Wednesday 4th June 2014

By Schroders' Emerging Markets Economist, Craig Botham 
Private sector drives Brazilian slowdown:
Brazil’s first quarter GDP came in at 1.9% year on year, narrowly missing City expectations of 2.0% and slowing from 2.2% in the final quarter of 2013. Weaker high frequency data in the quarter pointed to several causes: weaker industrial production as energy costs rose, falling business and consumer confidence, and high inflation all served to erode activity. On a quarter on quarter basis, GDP rose just 0.2%.
Looking at the breakdown of the numbers, the weakness looks to be spread across the private sector, with only government expenditure recording positive quarterly growth. Net exports suffered in particular, a combination of a stronger real and the drought which has reduced output and increased the import of fuel for Brazil’s thermoelectric plants.  A high cost of electricity has meant a number of firms in the metals and chemicals industries reducing production and selling excess power on the spot market instead.
With investment also contracting 2% year on year, the need for a change in policy is increasingly evident. Bottlenecks play a large role in driving Brazil’s inflation, now running close to the top of its target band, and it will be difficult to tackle without addressing supply side concerns. This data will only spur investor desire to see President Dilma Rousseff ousted in October’s elections.

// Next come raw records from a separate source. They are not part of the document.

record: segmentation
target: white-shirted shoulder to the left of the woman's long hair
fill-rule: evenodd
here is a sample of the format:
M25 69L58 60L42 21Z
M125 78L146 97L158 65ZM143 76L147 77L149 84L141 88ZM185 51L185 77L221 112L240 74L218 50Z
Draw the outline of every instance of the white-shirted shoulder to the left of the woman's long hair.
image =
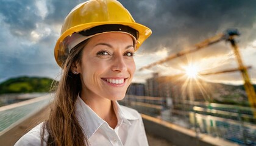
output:
M24 134L23 137L16 142L15 146L23 145L41 145L41 131L43 128L43 123L38 124L36 127L32 128L28 133ZM44 134L44 137L47 137L48 133Z

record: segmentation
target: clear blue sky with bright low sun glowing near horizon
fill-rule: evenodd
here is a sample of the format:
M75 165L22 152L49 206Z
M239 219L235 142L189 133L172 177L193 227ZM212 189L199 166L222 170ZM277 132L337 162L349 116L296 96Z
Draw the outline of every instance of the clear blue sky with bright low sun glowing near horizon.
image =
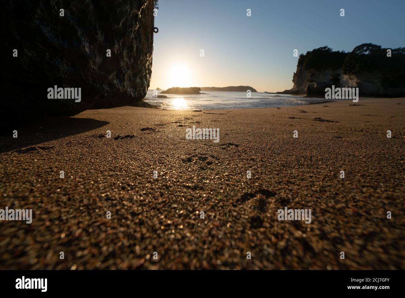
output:
M149 89L276 92L293 86L294 49L405 47L405 0L159 0L155 26Z

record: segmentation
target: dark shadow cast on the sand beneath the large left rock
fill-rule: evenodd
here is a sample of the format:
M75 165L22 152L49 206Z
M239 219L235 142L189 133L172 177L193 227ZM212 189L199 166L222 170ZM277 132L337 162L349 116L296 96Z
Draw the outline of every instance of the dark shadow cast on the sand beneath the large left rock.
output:
M81 134L107 125L109 122L89 118L49 117L38 123L17 129L18 137L13 132L0 136L0 153L58 140L66 136Z

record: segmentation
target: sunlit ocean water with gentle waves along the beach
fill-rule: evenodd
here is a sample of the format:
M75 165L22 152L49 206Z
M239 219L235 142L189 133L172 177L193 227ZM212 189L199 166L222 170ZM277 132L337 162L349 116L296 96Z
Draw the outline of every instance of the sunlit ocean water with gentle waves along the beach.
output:
M145 102L166 110L221 110L249 109L271 106L295 106L311 102L322 102L324 98L303 98L287 94L252 92L250 98L245 92L201 91L207 94L161 94L167 98L153 97L148 90Z

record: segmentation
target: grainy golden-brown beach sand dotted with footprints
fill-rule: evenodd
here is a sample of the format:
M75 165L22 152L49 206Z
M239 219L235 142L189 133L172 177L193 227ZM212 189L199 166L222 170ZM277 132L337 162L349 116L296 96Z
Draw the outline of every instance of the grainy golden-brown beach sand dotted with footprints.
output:
M34 218L0 221L0 268L405 269L405 99L350 104L122 107L1 137L0 209Z

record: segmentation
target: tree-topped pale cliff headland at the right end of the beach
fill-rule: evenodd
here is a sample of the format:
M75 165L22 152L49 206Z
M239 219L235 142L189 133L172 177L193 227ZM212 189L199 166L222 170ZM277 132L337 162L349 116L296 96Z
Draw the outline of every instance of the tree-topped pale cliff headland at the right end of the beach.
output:
M389 52L389 53L388 53ZM324 96L325 88L358 87L360 96L405 96L405 48L384 49L366 43L350 53L321 47L301 54L294 87L284 94Z

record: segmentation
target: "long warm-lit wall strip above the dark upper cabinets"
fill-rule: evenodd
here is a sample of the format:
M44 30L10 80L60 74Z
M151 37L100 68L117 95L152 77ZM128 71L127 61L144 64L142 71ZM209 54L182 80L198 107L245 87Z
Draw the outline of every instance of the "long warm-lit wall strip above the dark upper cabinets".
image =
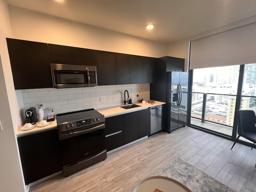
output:
M161 57L167 44L9 6L13 38L110 52Z

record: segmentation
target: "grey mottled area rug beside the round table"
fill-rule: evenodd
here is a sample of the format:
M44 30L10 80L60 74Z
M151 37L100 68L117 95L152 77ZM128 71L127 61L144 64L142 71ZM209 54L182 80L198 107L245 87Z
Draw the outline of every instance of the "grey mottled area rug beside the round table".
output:
M184 184L192 192L235 192L181 158L176 158L154 176L167 176Z

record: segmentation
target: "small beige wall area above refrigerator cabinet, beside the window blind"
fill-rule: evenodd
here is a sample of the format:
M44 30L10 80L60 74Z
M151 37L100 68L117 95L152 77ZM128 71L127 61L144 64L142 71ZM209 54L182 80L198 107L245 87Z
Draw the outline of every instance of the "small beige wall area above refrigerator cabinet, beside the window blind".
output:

Weak Indian growth reminds the new government of its task:
Indian GDP grew 4.6% year on year in the first quarter of 2014, narrowly missing City expectations of 4.7%, and unchanged from the final quarter of 2013 which was revised down. The disappointment, marking the eighth quarter of sub-5% growth, emphasises the need for policy overhaul from the new BJP government.
Looking at a breakdown of the numbers, manufacturing continued to decline, contracting 1.4% year on year after a 1.5% decline last quarter. That this comes despite the weaker currency, which should boost exports, speaks to the deeper seated problems faced by Indian industry. The recent appointment of Arun Jaitley as Finance Minister is a positive sign, but there are no quick fixes to structural problems. All new appointees have made the right noises so far, but July’s budget is the first chance to offer real concrete commitments to reform. A reduction in subsidies would be a good start.
On the monetary policy front, Reserve Bank of India Governor Raghuram Rajan's crusade against inflation continues, with policy remaining tight despite deteriorating growth indicators. Inflation has bounced back slightly after initial successes driven mainly by food price inflation; core CPI was unchanged at 7.8%. There are increased upside risks to inflation with the possibility of an El Nino weather system this year. Policy will have to remain tight, and with fiscal policy constrained by the need to tackle the deficit, growth will have to be driven by reform.